第10章 はじまりの緋色 【安室】
“僕の日本から”
この言葉に、引っかかりを覚えた。目を瞠って安室を見ると、彼は十華に向けてわずかに笑みを向けた気がした。
「ねぇ、ちょっと、ゼロ…いや、安室の兄ちゃん…」
不意にコナンが安室を呼ぶ。少し離れたところで、耳打ちし始めた。
(ゼロ…?)
あだ名だろうか。しかし安室の名前は“透”。いや、これが偽名なのだとしたら関係のないものがあだ名でもおかしくはない。“ゼロ”があだ名となる名前は限られるから、それはまた考える事にしよう。十華は先ほどの言葉などを思い返していた。FBIを嫌うような態度、“僕の日本から”という発言、〝ゼロ〟という呼称、持ち前の洞察力、ベルツリー急行で哀を即座に殺そうとしなかった行動。これから推測されるものを、思い浮かべる。
(存在しない組織であれ)
安室とコナンの話が終わったようだ。コナンはもしかしたら、十華と同じことを考えているのかもしれない。戸惑いに変わった目で、安室を見ていた。

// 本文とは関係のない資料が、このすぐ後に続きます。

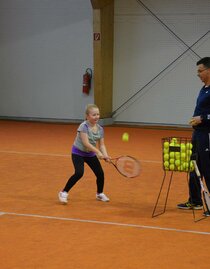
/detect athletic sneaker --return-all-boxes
[58,191,69,204]
[203,211,210,217]
[177,201,203,210]
[96,192,109,202]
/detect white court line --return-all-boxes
[0,209,210,235]
[0,150,161,163]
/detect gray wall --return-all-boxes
[0,0,93,120]
[113,0,210,125]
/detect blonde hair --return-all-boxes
[85,104,99,115]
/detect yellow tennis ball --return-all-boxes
[122,133,129,142]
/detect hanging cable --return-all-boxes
[112,31,210,116]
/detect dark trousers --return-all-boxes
[189,130,210,204]
[63,154,104,193]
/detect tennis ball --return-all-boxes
[181,152,186,160]
[169,164,175,171]
[122,133,129,142]
[180,143,186,152]
[175,152,181,160]
[163,153,169,161]
[169,151,175,159]
[164,161,169,168]
[175,160,181,166]
[169,158,175,164]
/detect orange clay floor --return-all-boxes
[0,120,210,269]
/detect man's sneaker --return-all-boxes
[177,201,203,210]
[96,192,109,202]
[58,191,69,204]
[203,211,210,217]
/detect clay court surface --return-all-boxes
[0,121,210,269]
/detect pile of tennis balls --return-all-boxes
[163,137,194,172]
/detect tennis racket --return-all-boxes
[192,160,210,212]
[110,156,140,178]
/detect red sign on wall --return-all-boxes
[93,33,101,41]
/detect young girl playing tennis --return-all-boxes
[58,104,110,204]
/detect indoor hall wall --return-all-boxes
[113,0,210,125]
[0,0,93,120]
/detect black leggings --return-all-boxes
[63,154,104,193]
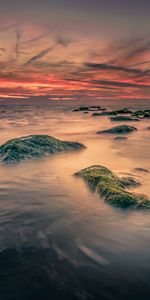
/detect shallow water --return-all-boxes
[0,103,150,300]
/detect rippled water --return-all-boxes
[0,103,150,300]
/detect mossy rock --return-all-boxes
[97,125,137,134]
[0,135,85,163]
[110,116,140,122]
[75,165,150,209]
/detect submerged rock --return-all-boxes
[134,168,149,173]
[75,166,150,209]
[97,125,137,134]
[92,111,117,117]
[0,135,85,163]
[114,136,127,141]
[110,116,140,122]
[117,107,132,114]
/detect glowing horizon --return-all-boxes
[0,0,150,100]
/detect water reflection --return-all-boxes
[0,108,150,300]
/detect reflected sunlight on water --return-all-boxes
[0,107,150,300]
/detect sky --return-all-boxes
[0,0,150,102]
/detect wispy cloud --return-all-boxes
[22,45,55,68]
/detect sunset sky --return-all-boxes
[0,0,150,100]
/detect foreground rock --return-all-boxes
[0,135,85,164]
[110,116,140,122]
[75,166,150,209]
[97,125,137,134]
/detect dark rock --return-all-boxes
[73,108,80,112]
[97,125,137,134]
[75,166,150,209]
[92,111,117,117]
[117,108,132,114]
[132,110,144,117]
[110,116,140,122]
[114,136,127,140]
[0,135,85,164]
[134,168,149,173]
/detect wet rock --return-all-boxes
[75,166,150,209]
[117,107,132,114]
[72,108,80,112]
[134,168,149,173]
[92,111,117,117]
[0,135,85,164]
[114,136,127,141]
[132,110,144,117]
[110,116,140,122]
[97,125,137,134]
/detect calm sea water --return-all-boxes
[0,106,150,300]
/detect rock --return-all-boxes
[97,125,137,134]
[79,106,89,111]
[72,108,80,112]
[117,108,132,114]
[0,135,85,164]
[132,110,144,117]
[114,136,127,140]
[110,116,140,122]
[75,166,150,209]
[92,111,117,117]
[134,168,149,173]
[143,112,150,118]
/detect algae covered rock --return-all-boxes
[75,165,150,209]
[0,135,85,163]
[97,125,137,134]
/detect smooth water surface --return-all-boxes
[0,106,150,300]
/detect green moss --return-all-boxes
[75,166,150,209]
[0,135,84,163]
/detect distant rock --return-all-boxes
[134,168,149,173]
[114,136,127,141]
[72,108,80,112]
[117,107,132,114]
[110,116,140,122]
[0,135,85,164]
[92,111,117,117]
[97,125,137,134]
[75,166,150,209]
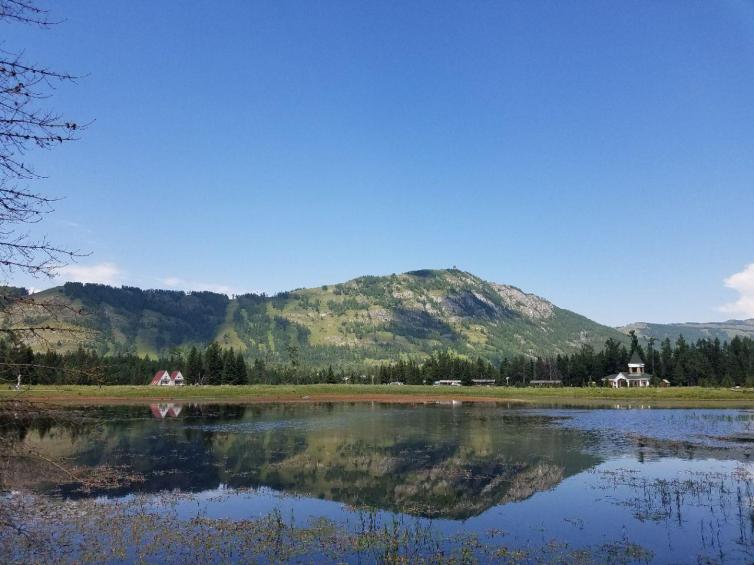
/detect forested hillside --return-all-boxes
[618,319,754,341]
[4,269,627,367]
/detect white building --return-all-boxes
[149,369,183,386]
[602,351,652,388]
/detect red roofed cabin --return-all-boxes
[149,369,183,386]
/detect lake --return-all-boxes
[0,401,754,563]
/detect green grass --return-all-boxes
[0,384,754,406]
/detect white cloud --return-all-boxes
[161,277,240,296]
[720,263,754,318]
[57,262,121,285]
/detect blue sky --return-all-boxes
[2,0,754,324]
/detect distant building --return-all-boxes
[602,351,652,388]
[149,369,184,386]
[529,379,563,386]
[471,379,495,386]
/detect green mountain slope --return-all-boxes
[6,269,625,366]
[618,318,754,341]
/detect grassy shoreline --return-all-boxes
[0,384,754,407]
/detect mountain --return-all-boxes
[618,318,754,341]
[4,269,626,366]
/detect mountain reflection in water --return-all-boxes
[0,404,600,519]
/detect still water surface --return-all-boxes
[1,402,754,563]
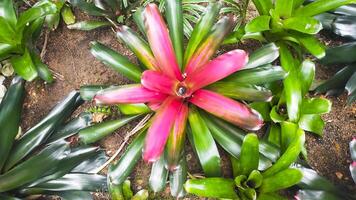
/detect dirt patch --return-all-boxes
[16,6,356,199]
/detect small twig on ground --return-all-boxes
[94,114,152,174]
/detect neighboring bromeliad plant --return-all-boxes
[184,132,305,200]
[81,0,286,196]
[0,77,107,200]
[315,4,356,104]
[0,0,61,82]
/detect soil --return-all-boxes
[16,1,356,199]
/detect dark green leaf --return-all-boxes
[239,134,259,176]
[188,107,221,176]
[108,127,147,185]
[208,81,272,102]
[184,178,239,199]
[0,77,25,171]
[259,169,303,193]
[298,114,324,136]
[165,0,184,68]
[301,97,331,114]
[252,0,273,15]
[5,91,81,170]
[90,42,142,82]
[78,115,138,144]
[0,142,69,192]
[283,17,323,35]
[244,43,279,69]
[67,21,110,31]
[245,15,271,33]
[169,159,187,198]
[223,65,287,85]
[294,0,354,16]
[184,3,221,65]
[148,155,168,193]
[274,0,294,18]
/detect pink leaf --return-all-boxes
[189,89,263,130]
[94,84,167,105]
[144,4,183,81]
[143,97,183,162]
[185,49,248,92]
[141,70,179,95]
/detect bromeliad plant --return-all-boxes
[315,4,356,104]
[184,132,305,200]
[81,0,286,196]
[0,77,107,200]
[0,0,60,82]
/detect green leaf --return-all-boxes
[148,155,168,193]
[283,70,303,122]
[315,65,356,93]
[244,43,279,69]
[239,134,259,176]
[274,0,294,18]
[252,0,273,15]
[79,85,108,101]
[298,114,324,136]
[299,60,315,96]
[294,0,355,16]
[293,33,325,59]
[67,21,110,31]
[223,65,287,85]
[259,169,303,193]
[10,49,38,81]
[297,190,342,200]
[184,3,221,65]
[283,17,323,35]
[202,114,279,170]
[169,156,187,198]
[245,15,271,33]
[23,173,106,194]
[281,121,299,152]
[188,107,221,176]
[165,0,184,68]
[0,0,17,27]
[90,42,142,82]
[262,129,305,178]
[208,81,272,102]
[78,115,139,144]
[118,103,152,115]
[0,141,69,192]
[108,127,147,185]
[249,102,271,122]
[184,178,239,200]
[61,4,75,25]
[345,72,356,105]
[301,97,331,114]
[16,1,57,30]
[5,91,81,171]
[0,77,25,171]
[116,26,157,70]
[69,0,109,16]
[321,42,356,65]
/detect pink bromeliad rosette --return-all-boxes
[94,4,263,166]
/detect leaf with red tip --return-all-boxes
[189,89,263,130]
[116,26,158,70]
[141,70,179,95]
[143,97,183,162]
[144,4,183,80]
[94,84,166,105]
[185,49,248,92]
[185,17,233,75]
[166,104,189,171]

(日本の安全と秩序を守る為に存在する組織…公安警察)
その俗称を、“ゼロ”という。コナンに詳しく話をきけばまた何かわかるかもしれない。彼が本当に公安の人間であるのならば、十華が感じた“自分と同じもの”にも納得がいく。なんにせよ、確信があっても確実にそれと証明できなければ逆手にとられるだけだ。
「降参だよ、安室くん…教えてくれんか?」
どうにか考えようとしていた目暮警部が安室に言う。安室は答えを導くように目暮に話していた。ピースとなるのは、チェックと丸、いびつな丸、花丸の書き方。それはアメリカと日本での採点の仕方の違い、血痕を隠そうとした丸の形、利き手の違いによる花丸の渦の方向の違いを意味していた。犯人は、左利きである神立であることが判明した。これで事件は解決だが、それですんなり終わりはしなかった。